Contenu du questionnaire

Le questionnaire mesure d’une part, la connaissance et la mise en œuvre des mesures de protection et, d’autre part, la santé mentale des personnes pendant l'épidémie de COVID-19.

Ce module répond à l’objectif de pilotage des dispositifs de prévention pendant la période épidémique. Il s’agit de suivre les déterminants les plus susceptibles d’affecter à court terme la situation sanitaire, notamment l’adoption des mesures de protection (déterminants de la contagion) et la santé mentale, également susceptible de présenter un fardeau supplémentaire pour le système de santé. 

Caractéristiques sociodémographiques, connaissances, perceptions, proximité à la maladie, conditions de vie pendant  l'épidémie (confinement…) sont les principaux déterminants de l’adoption des mesures de protection et de la santé mentale recueillis afin de disposer d’informations pour identifier les cibles et leviers d’intervention.

Le questionnaire comporte également de modules complémentaires sur les addictions (alcool et tabac), la nutrition et l'activité physique qui seront intégrés dans une ou plusieurs vagues de l’enquête, afin d’évaluer plus largement l’impact de la situation sur la santé de la population. 

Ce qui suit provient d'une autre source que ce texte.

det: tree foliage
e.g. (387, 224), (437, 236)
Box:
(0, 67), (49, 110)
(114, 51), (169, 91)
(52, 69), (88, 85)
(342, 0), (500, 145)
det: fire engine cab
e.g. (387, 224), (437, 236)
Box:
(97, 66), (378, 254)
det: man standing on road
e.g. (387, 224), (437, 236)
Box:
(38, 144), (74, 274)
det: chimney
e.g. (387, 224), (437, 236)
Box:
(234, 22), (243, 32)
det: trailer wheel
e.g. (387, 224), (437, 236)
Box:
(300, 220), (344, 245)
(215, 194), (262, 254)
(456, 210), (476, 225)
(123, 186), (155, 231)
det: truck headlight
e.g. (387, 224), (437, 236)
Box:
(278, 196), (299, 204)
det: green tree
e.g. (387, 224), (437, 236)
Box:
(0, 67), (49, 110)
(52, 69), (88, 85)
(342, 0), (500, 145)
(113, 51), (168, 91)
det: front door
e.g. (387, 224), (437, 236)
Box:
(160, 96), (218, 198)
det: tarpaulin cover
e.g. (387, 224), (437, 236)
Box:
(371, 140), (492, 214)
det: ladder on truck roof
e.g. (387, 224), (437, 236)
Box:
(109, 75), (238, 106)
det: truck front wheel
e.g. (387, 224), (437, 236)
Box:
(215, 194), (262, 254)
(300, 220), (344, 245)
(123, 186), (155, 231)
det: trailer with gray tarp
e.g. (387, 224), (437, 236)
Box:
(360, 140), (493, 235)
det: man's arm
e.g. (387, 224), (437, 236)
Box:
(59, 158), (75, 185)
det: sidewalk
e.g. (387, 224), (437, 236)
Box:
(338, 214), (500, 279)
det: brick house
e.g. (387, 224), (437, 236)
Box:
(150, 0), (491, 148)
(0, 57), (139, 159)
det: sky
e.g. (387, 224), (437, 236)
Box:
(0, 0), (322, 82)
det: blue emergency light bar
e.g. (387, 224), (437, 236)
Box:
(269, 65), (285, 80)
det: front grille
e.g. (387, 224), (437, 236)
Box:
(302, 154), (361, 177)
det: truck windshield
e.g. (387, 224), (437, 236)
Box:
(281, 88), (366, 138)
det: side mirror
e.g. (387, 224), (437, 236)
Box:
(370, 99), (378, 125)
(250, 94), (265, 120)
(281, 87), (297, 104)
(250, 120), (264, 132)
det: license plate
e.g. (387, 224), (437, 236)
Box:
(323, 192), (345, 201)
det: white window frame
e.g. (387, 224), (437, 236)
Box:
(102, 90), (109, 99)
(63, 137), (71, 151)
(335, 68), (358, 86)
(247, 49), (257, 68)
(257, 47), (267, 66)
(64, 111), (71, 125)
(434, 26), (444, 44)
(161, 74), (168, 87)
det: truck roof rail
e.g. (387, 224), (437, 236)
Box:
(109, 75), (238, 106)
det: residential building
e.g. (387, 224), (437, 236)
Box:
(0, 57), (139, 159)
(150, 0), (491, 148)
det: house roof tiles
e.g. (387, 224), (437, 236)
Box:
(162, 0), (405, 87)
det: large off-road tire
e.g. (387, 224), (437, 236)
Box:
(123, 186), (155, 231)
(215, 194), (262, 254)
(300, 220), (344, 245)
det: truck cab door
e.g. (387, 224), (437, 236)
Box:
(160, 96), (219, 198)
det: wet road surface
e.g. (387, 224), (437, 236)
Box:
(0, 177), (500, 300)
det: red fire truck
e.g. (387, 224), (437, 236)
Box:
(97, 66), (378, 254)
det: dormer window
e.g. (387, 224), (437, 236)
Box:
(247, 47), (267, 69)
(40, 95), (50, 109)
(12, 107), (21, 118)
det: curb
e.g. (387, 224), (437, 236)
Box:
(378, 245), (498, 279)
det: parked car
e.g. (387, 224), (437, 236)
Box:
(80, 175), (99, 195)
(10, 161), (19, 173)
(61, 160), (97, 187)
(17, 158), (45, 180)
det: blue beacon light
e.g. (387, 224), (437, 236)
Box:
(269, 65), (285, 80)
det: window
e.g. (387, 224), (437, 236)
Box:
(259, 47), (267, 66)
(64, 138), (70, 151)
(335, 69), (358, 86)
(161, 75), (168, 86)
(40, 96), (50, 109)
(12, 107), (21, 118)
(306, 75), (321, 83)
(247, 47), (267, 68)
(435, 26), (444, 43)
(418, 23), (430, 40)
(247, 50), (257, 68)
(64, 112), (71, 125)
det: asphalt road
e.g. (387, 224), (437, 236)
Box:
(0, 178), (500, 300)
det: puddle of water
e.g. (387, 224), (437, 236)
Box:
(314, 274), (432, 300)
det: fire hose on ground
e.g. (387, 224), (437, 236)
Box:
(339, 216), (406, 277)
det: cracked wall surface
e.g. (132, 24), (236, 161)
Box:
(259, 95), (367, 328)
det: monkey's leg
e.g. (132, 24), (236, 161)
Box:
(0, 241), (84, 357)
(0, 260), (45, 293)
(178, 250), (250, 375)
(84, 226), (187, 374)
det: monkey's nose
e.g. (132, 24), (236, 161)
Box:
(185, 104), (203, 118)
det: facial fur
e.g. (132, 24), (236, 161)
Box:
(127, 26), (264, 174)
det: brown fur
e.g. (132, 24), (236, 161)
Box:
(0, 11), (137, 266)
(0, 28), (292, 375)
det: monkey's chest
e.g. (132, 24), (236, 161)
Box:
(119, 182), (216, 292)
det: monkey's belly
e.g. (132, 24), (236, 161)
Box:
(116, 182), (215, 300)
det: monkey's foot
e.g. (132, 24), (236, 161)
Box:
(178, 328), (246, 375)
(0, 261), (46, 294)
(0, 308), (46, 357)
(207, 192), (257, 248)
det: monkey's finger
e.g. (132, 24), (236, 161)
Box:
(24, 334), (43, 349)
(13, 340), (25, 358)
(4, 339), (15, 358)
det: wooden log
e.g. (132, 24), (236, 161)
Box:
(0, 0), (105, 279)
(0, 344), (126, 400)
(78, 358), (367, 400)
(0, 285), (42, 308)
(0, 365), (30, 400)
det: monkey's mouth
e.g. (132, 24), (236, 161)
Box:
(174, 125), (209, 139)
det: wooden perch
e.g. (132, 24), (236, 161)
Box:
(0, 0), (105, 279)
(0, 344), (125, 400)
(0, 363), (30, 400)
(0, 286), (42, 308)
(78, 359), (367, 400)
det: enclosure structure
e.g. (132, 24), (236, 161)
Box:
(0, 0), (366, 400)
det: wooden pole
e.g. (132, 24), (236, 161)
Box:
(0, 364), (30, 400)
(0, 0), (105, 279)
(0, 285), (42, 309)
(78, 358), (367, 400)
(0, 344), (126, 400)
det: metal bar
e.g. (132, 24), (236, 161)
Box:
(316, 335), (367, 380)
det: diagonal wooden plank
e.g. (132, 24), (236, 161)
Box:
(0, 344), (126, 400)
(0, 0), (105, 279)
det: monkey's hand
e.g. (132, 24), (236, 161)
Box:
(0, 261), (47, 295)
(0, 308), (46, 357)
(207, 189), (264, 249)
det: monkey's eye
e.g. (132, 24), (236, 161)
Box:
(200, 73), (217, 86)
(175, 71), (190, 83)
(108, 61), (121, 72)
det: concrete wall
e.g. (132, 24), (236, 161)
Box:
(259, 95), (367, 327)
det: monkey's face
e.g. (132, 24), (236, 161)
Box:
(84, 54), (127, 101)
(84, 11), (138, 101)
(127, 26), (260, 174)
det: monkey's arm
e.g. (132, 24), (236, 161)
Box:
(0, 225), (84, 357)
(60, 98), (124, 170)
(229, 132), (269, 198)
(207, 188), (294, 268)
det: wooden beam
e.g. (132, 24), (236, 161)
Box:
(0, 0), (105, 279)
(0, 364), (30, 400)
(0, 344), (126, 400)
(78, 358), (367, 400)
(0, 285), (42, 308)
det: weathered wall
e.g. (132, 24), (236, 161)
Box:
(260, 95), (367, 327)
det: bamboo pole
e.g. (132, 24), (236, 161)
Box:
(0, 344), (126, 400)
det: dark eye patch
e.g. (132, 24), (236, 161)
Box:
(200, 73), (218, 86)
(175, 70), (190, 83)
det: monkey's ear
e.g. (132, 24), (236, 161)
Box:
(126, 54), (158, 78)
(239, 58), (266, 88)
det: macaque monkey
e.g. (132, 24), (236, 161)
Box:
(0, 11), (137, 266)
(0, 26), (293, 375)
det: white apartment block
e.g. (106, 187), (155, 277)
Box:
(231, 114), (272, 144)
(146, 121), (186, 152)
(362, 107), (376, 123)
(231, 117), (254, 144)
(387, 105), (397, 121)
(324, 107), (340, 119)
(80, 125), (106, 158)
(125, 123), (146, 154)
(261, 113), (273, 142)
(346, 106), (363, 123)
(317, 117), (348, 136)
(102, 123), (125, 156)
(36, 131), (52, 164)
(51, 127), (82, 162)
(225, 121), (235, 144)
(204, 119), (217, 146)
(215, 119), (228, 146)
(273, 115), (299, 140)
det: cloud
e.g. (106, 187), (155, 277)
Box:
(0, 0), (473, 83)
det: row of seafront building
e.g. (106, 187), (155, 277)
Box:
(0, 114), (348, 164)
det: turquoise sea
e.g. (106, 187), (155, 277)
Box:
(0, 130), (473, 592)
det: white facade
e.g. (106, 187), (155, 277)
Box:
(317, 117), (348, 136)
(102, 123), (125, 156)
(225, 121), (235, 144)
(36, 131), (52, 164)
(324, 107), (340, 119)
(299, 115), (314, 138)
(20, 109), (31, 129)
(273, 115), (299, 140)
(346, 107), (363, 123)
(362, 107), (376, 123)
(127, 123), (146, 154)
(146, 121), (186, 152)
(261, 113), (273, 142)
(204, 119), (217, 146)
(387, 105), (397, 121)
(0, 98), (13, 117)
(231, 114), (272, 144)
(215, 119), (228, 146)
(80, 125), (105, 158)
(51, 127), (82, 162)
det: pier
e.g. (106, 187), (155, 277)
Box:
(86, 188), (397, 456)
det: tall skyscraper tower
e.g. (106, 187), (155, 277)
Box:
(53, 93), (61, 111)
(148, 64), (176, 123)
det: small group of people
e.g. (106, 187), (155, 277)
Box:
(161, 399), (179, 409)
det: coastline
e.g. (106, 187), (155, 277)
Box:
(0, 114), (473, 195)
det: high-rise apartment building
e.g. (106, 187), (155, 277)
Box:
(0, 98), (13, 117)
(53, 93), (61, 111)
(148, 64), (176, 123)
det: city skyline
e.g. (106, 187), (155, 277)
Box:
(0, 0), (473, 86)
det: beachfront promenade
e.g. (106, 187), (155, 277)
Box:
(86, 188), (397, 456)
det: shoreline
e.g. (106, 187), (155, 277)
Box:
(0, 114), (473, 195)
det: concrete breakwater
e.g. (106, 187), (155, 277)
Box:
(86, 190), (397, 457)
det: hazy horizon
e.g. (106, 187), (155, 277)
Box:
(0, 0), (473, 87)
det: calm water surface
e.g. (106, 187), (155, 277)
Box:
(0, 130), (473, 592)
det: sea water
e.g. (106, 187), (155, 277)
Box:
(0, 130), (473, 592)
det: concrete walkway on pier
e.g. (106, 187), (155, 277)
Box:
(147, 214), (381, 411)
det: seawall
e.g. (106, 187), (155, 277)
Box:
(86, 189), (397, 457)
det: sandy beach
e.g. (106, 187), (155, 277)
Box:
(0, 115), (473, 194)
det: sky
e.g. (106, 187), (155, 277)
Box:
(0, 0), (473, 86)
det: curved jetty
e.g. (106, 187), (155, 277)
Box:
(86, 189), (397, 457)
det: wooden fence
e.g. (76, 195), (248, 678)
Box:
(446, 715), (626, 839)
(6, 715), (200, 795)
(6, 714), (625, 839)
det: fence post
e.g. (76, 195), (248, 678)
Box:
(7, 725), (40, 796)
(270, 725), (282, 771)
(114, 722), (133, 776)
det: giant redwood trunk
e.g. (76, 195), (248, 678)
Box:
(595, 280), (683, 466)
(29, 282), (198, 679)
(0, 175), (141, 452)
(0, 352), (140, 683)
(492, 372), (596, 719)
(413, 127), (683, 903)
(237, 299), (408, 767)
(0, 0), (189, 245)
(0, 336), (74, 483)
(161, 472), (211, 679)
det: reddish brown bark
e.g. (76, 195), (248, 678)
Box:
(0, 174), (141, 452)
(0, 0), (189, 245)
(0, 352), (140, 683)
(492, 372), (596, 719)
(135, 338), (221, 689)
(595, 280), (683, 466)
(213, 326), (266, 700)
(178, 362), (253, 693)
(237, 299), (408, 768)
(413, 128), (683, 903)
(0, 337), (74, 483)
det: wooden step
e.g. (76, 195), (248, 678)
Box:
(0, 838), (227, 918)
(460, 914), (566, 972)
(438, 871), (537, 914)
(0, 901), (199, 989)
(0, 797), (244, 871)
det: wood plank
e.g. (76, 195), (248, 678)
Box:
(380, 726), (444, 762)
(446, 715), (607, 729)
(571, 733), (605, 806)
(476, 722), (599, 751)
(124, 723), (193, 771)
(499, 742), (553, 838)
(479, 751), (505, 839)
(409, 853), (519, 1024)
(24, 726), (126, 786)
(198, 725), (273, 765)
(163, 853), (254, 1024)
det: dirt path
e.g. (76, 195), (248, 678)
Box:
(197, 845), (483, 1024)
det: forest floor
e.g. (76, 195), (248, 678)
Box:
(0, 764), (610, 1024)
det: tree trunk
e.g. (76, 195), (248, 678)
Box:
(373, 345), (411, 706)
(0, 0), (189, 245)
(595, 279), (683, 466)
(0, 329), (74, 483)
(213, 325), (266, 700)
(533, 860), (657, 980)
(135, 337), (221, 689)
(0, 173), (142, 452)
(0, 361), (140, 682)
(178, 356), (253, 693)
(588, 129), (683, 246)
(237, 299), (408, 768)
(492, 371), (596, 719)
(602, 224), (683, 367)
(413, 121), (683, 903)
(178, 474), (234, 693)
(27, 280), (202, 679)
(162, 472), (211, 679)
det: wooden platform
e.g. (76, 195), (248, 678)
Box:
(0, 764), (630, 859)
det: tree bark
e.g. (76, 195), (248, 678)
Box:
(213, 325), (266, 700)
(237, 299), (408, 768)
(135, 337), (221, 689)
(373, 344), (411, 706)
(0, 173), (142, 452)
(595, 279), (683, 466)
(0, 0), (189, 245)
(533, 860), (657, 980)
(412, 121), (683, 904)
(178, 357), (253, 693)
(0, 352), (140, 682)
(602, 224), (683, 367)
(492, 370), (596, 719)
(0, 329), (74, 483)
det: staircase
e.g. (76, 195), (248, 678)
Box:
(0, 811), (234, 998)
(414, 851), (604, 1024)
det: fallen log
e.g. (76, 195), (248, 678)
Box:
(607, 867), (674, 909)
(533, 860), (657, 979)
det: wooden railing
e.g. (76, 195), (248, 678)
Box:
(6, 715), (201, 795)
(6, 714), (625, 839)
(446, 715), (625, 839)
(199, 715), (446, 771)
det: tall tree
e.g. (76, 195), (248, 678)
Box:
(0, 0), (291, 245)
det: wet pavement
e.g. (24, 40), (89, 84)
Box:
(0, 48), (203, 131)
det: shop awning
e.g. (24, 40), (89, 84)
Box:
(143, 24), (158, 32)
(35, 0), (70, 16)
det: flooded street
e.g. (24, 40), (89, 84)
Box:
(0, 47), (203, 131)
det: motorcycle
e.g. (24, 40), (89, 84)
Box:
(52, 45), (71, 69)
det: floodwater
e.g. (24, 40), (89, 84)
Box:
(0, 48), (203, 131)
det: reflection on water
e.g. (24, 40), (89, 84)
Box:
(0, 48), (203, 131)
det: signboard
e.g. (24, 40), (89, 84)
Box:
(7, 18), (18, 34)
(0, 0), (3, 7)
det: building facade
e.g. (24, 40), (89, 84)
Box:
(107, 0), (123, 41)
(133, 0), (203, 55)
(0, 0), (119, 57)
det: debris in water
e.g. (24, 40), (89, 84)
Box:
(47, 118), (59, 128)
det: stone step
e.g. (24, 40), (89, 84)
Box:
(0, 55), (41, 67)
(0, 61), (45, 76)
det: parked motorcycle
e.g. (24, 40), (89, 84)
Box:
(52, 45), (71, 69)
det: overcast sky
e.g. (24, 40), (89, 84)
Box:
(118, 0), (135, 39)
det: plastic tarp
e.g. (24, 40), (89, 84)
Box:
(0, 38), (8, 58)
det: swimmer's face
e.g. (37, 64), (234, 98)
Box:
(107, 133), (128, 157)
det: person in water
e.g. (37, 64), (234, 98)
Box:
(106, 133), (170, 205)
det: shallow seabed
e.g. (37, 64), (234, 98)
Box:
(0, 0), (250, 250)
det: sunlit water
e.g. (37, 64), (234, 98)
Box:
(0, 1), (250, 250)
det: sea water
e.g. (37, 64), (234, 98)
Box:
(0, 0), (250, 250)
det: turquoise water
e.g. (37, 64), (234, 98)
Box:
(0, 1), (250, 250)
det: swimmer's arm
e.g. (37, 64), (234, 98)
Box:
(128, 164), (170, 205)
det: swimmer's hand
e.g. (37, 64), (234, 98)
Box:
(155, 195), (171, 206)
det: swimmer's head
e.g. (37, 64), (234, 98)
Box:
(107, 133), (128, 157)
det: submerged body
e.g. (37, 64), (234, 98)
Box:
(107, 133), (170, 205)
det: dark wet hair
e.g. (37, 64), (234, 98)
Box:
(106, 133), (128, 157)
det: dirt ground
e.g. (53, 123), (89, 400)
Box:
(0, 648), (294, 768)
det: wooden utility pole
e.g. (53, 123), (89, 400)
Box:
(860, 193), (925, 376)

Exploitation des résultats

À court terme, cette surveillance permettra de disposer d’un outil de reporting pour ajuster les stratégies de communication et de prévention des pouvoirs publics, notamment à destination des publics les plus vulnérables.  

À plus long terme, après la crise sanitaire, ce suivi d’indicateurs sera utilisé pour produire et capitaliser des connaissances sur les répercussions du Covid-19 en population générale, sur la santé mentale et d’autres comportements de santé (consommations de substances psychoactives, nutrition, activité physique).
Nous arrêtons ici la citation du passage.